Spoon vs Serialization

Matthew Fulmer tapplek at gmail.com
Sat Jul 26 20:04:38 UTC 2008


There are four ways I can think of to use an object 
resident in a foreign island (or object memory, or vat), in a
safe manner (no interrupting an object during a state change, and
no out-of-sync copies)

If the object is writable, you can:
1. PassByProxy: Get a proxy to the object, and send it messages
   that execute in its local island, safely scheduled. E and
   Croquet do this with FarRefs; Spoon does it with Others.
2. PassByReplica: Get a replica of the object. Messages sent to
   it will be executed both locally and remotely.
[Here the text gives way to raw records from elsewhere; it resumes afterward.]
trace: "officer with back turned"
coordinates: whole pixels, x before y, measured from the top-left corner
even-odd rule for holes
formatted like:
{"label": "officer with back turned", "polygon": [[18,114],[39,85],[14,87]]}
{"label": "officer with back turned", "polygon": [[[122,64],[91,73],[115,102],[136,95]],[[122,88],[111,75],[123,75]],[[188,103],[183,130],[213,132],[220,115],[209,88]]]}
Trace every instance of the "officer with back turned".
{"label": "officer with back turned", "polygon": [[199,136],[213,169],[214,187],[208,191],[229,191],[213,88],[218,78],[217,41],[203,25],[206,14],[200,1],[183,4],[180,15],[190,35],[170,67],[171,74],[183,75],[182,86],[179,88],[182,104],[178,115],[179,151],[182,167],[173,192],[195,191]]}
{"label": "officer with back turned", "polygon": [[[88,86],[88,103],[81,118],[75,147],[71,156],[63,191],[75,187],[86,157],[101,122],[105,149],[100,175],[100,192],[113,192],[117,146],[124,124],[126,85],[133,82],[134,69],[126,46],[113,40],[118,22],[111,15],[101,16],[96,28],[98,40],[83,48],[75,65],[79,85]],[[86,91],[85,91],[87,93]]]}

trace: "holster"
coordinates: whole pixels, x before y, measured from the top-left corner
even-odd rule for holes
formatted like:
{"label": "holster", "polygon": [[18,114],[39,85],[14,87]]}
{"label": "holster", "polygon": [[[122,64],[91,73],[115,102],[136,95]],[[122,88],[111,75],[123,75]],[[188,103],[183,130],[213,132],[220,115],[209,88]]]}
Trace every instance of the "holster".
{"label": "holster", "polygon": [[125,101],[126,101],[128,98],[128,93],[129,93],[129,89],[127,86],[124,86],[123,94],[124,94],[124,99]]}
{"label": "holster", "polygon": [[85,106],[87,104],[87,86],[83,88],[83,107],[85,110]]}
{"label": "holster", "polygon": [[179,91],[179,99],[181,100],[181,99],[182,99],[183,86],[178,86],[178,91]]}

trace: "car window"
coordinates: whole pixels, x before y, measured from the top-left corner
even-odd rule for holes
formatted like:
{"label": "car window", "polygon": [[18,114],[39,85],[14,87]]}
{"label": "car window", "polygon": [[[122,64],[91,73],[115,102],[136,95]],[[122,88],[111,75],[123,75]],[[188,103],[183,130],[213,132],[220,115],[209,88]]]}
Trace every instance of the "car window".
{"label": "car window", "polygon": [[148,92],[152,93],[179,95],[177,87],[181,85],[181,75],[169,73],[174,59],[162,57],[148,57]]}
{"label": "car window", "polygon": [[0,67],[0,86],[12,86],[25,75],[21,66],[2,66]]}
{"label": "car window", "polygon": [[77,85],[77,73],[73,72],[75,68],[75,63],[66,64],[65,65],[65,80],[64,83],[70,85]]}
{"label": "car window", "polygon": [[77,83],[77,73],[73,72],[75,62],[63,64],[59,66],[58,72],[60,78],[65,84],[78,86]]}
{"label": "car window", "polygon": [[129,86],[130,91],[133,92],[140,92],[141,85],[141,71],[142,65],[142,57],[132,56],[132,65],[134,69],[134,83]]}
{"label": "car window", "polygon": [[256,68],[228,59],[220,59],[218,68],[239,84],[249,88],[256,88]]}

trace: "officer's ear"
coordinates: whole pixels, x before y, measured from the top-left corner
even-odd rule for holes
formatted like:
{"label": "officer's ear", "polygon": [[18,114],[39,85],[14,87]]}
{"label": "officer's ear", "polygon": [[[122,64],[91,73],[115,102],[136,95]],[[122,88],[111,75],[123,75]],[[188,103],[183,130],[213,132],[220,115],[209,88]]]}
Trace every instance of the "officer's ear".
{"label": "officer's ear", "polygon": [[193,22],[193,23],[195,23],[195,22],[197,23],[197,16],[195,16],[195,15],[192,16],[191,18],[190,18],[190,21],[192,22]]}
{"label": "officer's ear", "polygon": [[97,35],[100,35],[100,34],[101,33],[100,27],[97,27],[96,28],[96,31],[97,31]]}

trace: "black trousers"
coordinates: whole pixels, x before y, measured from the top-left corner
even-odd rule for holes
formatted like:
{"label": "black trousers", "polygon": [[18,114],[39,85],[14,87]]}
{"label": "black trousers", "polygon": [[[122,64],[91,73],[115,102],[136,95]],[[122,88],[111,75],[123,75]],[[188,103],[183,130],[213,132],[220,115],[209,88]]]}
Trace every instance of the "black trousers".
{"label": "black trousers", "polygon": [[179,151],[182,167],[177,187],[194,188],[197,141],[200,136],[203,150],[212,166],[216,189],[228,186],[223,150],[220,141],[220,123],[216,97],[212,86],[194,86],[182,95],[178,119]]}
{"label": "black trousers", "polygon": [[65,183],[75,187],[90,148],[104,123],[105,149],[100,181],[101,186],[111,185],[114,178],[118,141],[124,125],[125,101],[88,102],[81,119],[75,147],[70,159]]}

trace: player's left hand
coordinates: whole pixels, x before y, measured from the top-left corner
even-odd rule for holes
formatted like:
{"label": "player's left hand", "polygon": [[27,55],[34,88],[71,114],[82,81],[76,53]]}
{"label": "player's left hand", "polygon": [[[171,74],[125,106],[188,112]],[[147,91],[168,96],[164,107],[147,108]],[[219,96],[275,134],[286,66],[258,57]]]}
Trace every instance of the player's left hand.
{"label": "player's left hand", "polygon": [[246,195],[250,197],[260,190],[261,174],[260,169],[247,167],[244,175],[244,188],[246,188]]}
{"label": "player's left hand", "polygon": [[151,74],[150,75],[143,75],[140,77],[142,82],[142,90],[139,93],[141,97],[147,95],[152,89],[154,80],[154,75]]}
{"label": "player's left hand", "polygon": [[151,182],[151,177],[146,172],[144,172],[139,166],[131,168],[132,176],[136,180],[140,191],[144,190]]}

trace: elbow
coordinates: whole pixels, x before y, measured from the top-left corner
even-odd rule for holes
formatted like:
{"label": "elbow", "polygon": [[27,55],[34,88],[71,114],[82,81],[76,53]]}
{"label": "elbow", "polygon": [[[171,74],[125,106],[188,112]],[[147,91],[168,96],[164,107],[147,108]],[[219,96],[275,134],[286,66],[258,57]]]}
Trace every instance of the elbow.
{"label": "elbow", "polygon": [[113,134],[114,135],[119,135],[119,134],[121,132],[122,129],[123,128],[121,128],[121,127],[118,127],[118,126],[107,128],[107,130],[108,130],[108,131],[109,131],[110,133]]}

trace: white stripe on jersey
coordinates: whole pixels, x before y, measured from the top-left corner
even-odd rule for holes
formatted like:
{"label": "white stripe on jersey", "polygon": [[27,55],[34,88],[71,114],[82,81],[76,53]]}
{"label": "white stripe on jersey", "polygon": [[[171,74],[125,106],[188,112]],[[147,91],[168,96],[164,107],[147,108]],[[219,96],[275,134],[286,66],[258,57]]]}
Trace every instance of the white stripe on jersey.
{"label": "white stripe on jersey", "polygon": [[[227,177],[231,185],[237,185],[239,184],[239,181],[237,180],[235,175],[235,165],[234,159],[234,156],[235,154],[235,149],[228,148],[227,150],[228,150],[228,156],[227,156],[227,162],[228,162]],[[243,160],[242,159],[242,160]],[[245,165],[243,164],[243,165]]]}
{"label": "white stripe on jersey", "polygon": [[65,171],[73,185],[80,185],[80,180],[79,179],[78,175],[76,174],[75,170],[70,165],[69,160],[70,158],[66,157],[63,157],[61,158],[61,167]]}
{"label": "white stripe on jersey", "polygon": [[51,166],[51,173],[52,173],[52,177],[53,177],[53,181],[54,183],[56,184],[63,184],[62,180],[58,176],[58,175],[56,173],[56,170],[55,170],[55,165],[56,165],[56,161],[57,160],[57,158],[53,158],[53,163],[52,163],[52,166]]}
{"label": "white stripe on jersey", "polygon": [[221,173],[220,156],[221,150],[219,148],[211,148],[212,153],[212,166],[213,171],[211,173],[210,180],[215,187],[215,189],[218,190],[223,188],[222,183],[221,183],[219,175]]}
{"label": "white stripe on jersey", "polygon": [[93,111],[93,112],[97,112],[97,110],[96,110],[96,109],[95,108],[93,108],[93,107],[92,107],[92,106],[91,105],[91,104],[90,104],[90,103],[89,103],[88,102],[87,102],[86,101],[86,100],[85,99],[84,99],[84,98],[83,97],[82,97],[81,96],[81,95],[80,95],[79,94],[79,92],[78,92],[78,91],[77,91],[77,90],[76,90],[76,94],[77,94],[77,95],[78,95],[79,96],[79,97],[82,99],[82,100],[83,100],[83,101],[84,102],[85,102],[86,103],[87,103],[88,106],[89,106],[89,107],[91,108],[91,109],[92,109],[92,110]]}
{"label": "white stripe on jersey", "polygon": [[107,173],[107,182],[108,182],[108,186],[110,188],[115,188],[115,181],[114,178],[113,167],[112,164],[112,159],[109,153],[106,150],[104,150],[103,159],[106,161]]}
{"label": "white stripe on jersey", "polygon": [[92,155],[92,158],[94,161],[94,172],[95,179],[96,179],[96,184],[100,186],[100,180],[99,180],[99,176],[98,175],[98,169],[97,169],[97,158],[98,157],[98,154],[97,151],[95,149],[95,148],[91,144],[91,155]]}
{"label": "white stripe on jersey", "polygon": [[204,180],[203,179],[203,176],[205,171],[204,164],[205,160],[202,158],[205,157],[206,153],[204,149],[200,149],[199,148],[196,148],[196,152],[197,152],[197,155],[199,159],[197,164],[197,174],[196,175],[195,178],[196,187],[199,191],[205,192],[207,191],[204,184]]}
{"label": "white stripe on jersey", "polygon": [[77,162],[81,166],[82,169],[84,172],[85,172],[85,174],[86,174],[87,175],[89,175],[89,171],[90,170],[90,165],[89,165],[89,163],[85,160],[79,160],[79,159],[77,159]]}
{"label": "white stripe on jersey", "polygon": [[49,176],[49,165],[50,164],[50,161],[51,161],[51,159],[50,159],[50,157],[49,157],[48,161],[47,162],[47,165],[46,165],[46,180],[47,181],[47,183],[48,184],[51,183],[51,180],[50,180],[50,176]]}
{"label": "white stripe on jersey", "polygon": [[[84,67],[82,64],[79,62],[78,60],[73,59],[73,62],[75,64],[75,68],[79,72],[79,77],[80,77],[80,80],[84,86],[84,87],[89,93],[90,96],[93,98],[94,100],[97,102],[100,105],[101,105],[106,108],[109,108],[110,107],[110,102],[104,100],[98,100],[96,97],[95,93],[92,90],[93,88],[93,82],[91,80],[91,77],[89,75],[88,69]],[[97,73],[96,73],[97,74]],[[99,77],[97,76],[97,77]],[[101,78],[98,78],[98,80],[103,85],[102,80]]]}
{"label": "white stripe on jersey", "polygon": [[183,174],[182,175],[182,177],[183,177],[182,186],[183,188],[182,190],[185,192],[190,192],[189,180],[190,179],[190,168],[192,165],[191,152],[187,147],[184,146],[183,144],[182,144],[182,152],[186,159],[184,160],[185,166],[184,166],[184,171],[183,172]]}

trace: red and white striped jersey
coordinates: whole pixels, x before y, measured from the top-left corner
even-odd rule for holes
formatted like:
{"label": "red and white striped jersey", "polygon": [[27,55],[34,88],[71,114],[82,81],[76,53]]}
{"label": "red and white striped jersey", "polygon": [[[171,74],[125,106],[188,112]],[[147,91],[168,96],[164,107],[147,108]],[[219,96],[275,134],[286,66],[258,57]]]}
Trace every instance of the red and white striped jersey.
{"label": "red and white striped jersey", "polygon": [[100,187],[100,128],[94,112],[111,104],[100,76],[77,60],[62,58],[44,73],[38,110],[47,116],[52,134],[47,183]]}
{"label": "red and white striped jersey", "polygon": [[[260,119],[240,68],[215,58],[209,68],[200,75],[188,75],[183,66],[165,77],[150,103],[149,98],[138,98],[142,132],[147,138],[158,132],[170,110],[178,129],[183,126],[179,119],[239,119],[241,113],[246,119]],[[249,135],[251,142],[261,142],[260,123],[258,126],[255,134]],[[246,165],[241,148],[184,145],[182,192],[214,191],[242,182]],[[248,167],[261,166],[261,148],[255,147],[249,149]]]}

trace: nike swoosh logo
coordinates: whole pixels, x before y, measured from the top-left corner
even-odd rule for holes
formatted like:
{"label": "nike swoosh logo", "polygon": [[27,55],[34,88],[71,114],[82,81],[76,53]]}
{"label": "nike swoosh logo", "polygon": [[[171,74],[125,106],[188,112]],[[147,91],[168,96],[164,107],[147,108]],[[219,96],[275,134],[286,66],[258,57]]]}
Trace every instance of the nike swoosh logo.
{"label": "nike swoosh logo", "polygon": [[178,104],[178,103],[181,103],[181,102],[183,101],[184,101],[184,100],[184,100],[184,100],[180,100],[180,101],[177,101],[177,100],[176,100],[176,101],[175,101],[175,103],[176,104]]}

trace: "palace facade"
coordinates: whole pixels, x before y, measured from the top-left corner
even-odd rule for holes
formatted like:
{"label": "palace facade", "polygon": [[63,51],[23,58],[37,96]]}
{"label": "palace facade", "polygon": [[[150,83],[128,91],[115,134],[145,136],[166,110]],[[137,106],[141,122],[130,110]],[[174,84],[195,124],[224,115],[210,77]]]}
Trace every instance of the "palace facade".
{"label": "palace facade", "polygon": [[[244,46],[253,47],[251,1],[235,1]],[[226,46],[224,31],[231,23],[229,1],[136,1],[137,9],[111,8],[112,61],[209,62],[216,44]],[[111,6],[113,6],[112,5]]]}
Croquet does
   this

If the object is read-only, you can also:
3. PassBySerialization: Serialize the object into a stream of
   instructions in a safe language, then read it in locally.
   Since the copies are read only, they never get out-of-sync.
   This is what any serializer does.
4. PassByCopy: If the islands are in the same format, one could
   copy out the bytes, and resolve out-pointers at both ends.
   This is what ImageSegments do. This would be much faster than
   serialization, and can even be supported in hardware, by
   doing a DMA between two memories in a distributed memory
   computer (such as a Cell Broadband Engine)
5. PassByInstance: If the islands have access to shared memory,
   one can use an object directly, executing messages for it
   locally. Croquet does this for a few objects, 

Which of these does Spoon use to copy objects between
memories/islands? I'm curious, especially in regard to
PassByCopy, since I'm working with the Cell BE in mind.